The setting for The Indian Mummy Mystery is the Rocking O Ranch in southwestern Colorado, some 45 minutes away from Mesa Verde National Park with its grand array of prehistoric cliff dwellings. The ranch, once run by Lyman Cutler, has been converted to a tourist destination of rental cottages for summer tourists. Lanky 15 year old Joe Cutler whiles away his summer helping his mother and her father Lyman Cutler operate the Rocking O guest cottages, along with his younger buddy Denny Grogan. They are soon joined by Harold “Huff” Hanson, a tenderfoot visitor from Denver, whose over-protective mother would, if she could, protect Huff from any and all dangers—and any and all fun, too.
The three boys discover a common thirst for adventure and Huff’s hobby of collecting rocks, minerals and artifacts of all kinds lead them to excavate at the nearby Canary City, a ghost town that burned to the ground in the late 19th Century. Their discoveries in the ruins of the Swink General Store are meagre to say the least, but they trigger Grandpa Cutler’s memories of his greatest adventure when he was about grandson Joe’s age and already a working cowhand. Like many of his contemporaries, Lyman searched the ruins of nearby the Mesa Verde cliff dwellings, seeking artifacts—in fact, looting the site—that could be sold for hard cash.

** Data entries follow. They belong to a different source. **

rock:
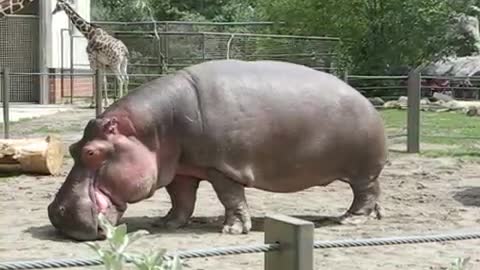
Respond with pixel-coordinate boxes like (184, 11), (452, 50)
(464, 106), (479, 116)
(398, 96), (408, 106)
(368, 97), (385, 106)
(433, 93), (453, 102)
(383, 100), (401, 109)
(420, 98), (431, 105)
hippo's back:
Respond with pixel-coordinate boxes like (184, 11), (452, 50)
(180, 60), (386, 192)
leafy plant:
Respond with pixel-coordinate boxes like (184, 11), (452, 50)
(86, 214), (182, 270)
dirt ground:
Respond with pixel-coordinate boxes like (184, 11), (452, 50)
(0, 106), (480, 270)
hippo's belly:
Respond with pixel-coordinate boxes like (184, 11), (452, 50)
(182, 62), (385, 192)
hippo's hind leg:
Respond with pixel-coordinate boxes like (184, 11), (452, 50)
(154, 176), (200, 229)
(340, 174), (382, 223)
(208, 170), (252, 234)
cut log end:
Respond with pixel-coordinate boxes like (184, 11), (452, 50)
(0, 135), (65, 175)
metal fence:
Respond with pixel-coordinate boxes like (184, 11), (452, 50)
(60, 21), (339, 98)
(0, 15), (40, 102)
(1, 67), (480, 153)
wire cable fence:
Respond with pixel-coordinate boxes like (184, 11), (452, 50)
(0, 215), (480, 270)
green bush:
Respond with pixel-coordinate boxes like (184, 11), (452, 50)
(87, 214), (182, 270)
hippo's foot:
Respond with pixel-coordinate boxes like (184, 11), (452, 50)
(153, 176), (200, 230)
(338, 174), (383, 224)
(222, 207), (252, 234)
(208, 171), (252, 234)
(336, 203), (383, 225)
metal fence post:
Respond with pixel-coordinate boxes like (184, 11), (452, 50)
(342, 69), (348, 83)
(2, 68), (10, 139)
(264, 215), (314, 270)
(407, 71), (421, 153)
(95, 69), (103, 116)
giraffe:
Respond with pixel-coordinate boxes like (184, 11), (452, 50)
(0, 0), (35, 18)
(52, 0), (129, 107)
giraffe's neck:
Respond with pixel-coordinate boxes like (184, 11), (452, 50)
(0, 0), (35, 17)
(62, 2), (95, 38)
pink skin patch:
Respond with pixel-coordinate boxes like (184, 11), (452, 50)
(95, 189), (110, 213)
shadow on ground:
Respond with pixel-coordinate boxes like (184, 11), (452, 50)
(453, 187), (480, 206)
(24, 215), (340, 242)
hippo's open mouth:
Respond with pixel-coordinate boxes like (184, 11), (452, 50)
(89, 178), (127, 236)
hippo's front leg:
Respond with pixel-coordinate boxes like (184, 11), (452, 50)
(208, 170), (252, 234)
(154, 175), (200, 229)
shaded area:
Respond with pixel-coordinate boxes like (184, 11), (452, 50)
(453, 187), (480, 207)
(24, 215), (340, 242)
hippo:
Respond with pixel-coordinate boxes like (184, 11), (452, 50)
(48, 59), (388, 241)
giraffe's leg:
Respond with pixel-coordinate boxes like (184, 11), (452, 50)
(87, 53), (100, 108)
(102, 69), (110, 108)
(120, 57), (129, 96)
(112, 64), (123, 98)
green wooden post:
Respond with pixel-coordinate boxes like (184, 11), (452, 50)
(264, 215), (314, 270)
(95, 69), (103, 116)
(2, 68), (10, 139)
(407, 71), (421, 153)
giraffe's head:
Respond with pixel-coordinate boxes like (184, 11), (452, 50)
(52, 0), (68, 14)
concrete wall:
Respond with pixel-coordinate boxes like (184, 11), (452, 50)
(50, 0), (90, 69)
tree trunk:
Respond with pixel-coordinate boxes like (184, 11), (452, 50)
(0, 136), (64, 175)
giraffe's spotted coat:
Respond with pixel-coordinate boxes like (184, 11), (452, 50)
(53, 0), (129, 106)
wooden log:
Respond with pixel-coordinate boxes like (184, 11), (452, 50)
(0, 135), (65, 175)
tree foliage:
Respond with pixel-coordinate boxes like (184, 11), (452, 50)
(258, 0), (475, 74)
(93, 0), (480, 74)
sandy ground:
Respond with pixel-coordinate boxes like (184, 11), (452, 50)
(0, 106), (480, 270)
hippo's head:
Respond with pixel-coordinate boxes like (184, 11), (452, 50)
(48, 117), (157, 241)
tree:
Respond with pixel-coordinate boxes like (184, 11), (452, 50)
(257, 0), (472, 74)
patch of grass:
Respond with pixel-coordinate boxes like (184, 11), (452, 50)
(380, 110), (480, 159)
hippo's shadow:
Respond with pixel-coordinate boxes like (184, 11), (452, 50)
(453, 187), (480, 206)
(120, 215), (340, 234)
(24, 215), (339, 242)
(23, 224), (75, 242)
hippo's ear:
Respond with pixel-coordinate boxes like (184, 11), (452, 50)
(102, 116), (136, 136)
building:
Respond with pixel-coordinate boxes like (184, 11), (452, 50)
(0, 0), (93, 104)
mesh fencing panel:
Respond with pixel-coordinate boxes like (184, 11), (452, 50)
(0, 15), (39, 102)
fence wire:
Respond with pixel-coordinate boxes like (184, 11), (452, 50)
(0, 232), (480, 270)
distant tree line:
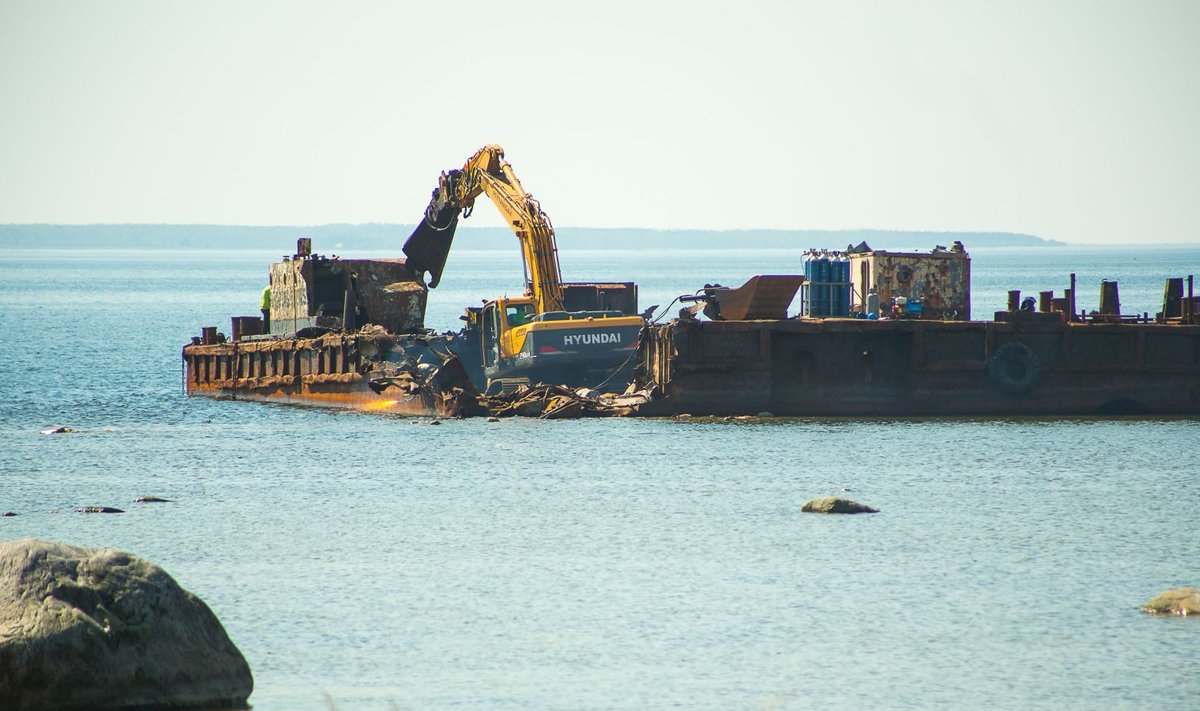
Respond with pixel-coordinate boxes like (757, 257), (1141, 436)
(0, 223), (1062, 256)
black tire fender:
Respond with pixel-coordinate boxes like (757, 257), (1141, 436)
(988, 341), (1042, 395)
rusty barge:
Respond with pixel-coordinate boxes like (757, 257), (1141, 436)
(182, 240), (1200, 417)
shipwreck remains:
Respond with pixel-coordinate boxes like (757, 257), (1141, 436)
(182, 240), (1200, 418)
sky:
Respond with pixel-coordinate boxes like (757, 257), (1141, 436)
(0, 0), (1200, 244)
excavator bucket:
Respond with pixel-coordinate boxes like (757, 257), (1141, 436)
(403, 199), (458, 288)
(704, 274), (804, 321)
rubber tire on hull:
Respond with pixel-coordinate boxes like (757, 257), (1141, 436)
(988, 341), (1042, 395)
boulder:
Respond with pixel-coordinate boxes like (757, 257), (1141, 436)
(800, 496), (880, 514)
(1141, 587), (1200, 617)
(0, 539), (253, 711)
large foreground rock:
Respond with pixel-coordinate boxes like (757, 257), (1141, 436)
(800, 496), (880, 514)
(1141, 587), (1200, 616)
(0, 540), (253, 711)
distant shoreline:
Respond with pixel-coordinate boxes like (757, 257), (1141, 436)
(0, 223), (1068, 256)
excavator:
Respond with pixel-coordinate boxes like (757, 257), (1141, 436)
(403, 145), (646, 393)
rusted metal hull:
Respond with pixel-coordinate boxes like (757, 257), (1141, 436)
(182, 334), (478, 417)
(635, 318), (1200, 417)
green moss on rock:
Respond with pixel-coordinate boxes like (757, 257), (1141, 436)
(1141, 587), (1200, 617)
(800, 496), (880, 514)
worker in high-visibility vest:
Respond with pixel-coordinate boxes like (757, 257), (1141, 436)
(258, 285), (271, 333)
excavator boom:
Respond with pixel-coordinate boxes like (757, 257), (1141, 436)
(403, 144), (563, 313)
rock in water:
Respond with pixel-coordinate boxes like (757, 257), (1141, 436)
(0, 539), (253, 711)
(800, 496), (880, 514)
(1141, 587), (1200, 617)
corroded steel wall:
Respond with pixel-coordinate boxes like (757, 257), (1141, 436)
(270, 257), (428, 335)
(850, 250), (971, 321)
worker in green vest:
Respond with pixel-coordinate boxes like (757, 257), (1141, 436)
(258, 285), (271, 333)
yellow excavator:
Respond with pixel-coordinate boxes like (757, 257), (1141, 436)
(403, 145), (646, 392)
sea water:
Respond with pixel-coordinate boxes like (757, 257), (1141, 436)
(0, 245), (1200, 711)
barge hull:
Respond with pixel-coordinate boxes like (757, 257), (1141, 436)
(635, 318), (1200, 417)
(182, 333), (478, 417)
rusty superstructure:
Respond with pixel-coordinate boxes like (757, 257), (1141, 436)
(182, 236), (1200, 417)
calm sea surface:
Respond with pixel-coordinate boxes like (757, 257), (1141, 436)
(0, 238), (1200, 711)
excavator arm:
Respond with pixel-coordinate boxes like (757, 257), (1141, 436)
(403, 144), (563, 313)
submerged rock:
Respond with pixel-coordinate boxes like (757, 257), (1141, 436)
(1141, 587), (1200, 617)
(800, 496), (880, 514)
(0, 539), (253, 711)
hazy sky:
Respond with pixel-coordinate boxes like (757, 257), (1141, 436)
(0, 0), (1200, 243)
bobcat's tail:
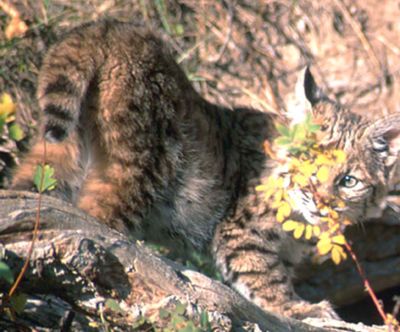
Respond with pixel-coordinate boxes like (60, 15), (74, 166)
(37, 22), (109, 143)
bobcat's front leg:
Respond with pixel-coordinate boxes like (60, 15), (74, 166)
(213, 220), (337, 319)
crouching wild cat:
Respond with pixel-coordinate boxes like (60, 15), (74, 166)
(13, 20), (400, 318)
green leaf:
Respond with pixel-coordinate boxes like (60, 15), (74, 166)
(0, 115), (6, 135)
(158, 308), (171, 319)
(274, 136), (292, 145)
(33, 165), (57, 193)
(276, 124), (290, 136)
(174, 302), (186, 315)
(8, 123), (24, 142)
(174, 23), (185, 36)
(10, 293), (28, 314)
(0, 261), (14, 284)
(104, 299), (124, 313)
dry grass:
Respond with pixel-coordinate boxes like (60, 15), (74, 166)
(0, 0), (400, 322)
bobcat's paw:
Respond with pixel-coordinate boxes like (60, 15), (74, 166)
(284, 301), (340, 320)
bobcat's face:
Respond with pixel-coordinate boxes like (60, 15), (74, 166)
(282, 71), (400, 224)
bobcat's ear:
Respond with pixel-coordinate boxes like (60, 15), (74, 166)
(287, 66), (325, 123)
(366, 113), (400, 166)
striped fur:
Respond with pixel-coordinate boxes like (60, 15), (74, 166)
(13, 21), (400, 318)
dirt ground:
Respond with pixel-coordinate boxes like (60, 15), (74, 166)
(0, 0), (400, 326)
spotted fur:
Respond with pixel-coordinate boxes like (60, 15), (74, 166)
(13, 21), (400, 318)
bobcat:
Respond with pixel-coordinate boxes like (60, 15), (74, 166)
(13, 20), (400, 318)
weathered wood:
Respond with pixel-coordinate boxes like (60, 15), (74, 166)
(0, 191), (399, 331)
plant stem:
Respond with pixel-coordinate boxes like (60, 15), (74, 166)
(344, 242), (391, 331)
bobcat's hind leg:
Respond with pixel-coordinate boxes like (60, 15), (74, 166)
(11, 137), (82, 202)
(77, 161), (132, 234)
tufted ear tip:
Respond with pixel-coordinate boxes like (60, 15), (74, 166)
(303, 66), (324, 106)
(366, 112), (400, 162)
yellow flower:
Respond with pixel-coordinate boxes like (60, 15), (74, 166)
(0, 93), (16, 118)
(276, 202), (292, 222)
(331, 245), (347, 265)
(304, 225), (313, 240)
(317, 233), (333, 256)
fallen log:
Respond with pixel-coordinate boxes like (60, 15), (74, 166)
(0, 191), (399, 331)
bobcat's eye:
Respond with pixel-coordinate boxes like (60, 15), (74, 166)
(339, 175), (359, 188)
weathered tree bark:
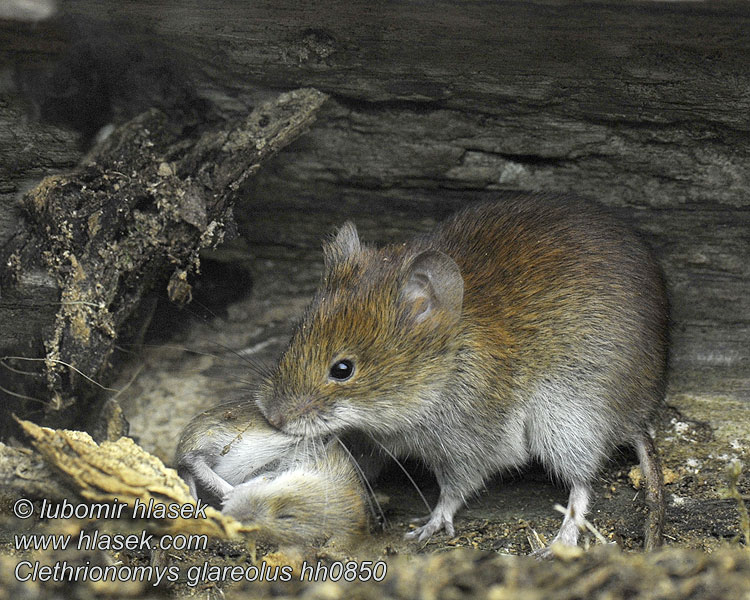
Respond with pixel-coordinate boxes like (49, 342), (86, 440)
(0, 84), (325, 432)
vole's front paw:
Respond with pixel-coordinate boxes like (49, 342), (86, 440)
(404, 513), (455, 542)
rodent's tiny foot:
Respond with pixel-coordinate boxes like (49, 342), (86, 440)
(404, 515), (456, 542)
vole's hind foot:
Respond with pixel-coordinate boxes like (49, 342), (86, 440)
(635, 432), (664, 552)
(404, 509), (456, 542)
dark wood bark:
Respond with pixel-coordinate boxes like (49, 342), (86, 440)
(0, 89), (325, 432)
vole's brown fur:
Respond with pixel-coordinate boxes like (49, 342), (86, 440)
(257, 195), (668, 547)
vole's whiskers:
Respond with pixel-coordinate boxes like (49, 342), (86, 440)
(366, 433), (432, 513)
(333, 434), (388, 529)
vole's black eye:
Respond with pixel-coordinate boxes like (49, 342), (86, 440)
(328, 358), (354, 381)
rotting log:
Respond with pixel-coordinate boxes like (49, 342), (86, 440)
(0, 89), (326, 432)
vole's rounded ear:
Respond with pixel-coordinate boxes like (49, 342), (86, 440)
(401, 250), (464, 323)
(323, 221), (362, 268)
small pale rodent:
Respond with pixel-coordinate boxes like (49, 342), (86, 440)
(257, 194), (668, 549)
(222, 440), (368, 545)
(180, 400), (369, 545)
(175, 400), (298, 505)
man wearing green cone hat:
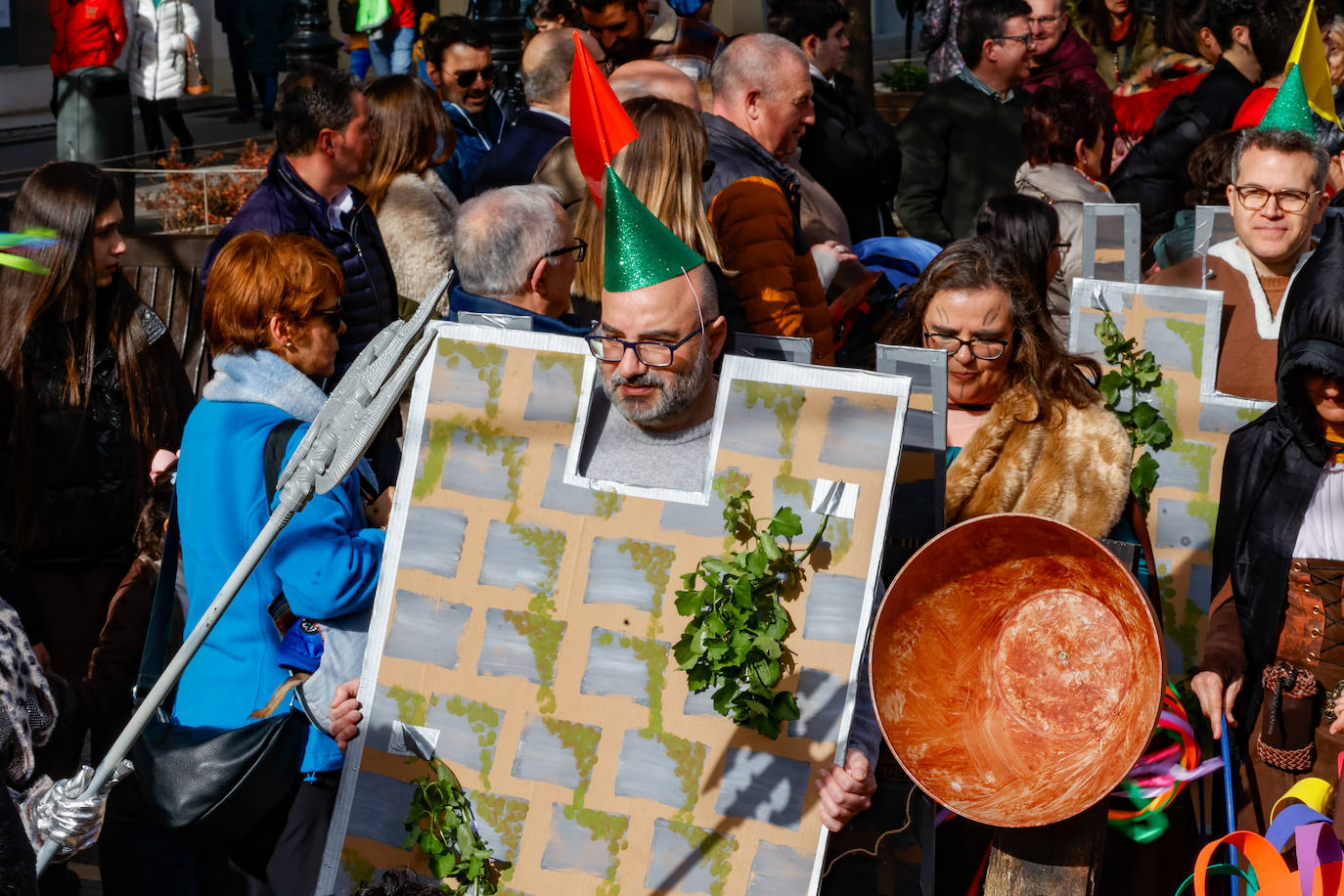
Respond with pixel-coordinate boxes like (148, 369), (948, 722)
(579, 168), (727, 492)
(1147, 127), (1329, 402)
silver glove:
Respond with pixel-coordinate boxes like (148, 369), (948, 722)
(32, 759), (132, 859)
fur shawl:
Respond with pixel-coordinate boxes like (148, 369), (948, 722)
(948, 385), (1131, 537)
(378, 168), (457, 308)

On this particular day, Grandpa had discovered some intact pottery and the mummified remains of an ancient cliff dweller. He was set upon by rustlers and horse thieves—likely members of the infamous (and historically true) Stockton-Eskridge gang that terrorized southwestern Colorado in the 1880s and were known to hang out around Swink’s General Store in Canary City.
When Grandpa Cutler takes the boys to Mesa Verde to show them where he found the mummy and where the outlaws had held him up, the three adventurous boys, led by Joe, determine that they will hunt down the missing mummy if it’s the last thing they do—which it very nearly comes to that as they experience a very real and literal cliffhanger.
This is a lovely tale of high adventure and derring-do, told by a master storyteller. I don’t know if the very obvious old-fashioned nature of the story and the characters would be appealing to young readers today, but I hope so. The book is not only a mystery but it’s something of a time capsule that captures some of the essence of the 1950s. Some publishers have chosen the update and modernize their offerings, e.g., the Hardy Boys and Nancy Drew, to make them “relevant” to today’s young readers. Taylor Trade Publishers, I’m pleased to note, have chosen not to do so. There are no cellphones or video games—I’m not certain television is even mentioned—and soda pop costs ten cents and Joe buys a jalopy to work on for $30! But what comes through in a very contemporary way is Troy Nesbit/Franklin Folsom’s very progressive views on the stewardship of our country’s cultural patrimony—a lesson the boys learn in a very natural and non-polemical way.
Four trowels for this trip into the literary past—whether it be a journey taken by a youthful reader of today or a now-“mature” reader returning to his or her youth for a few hours!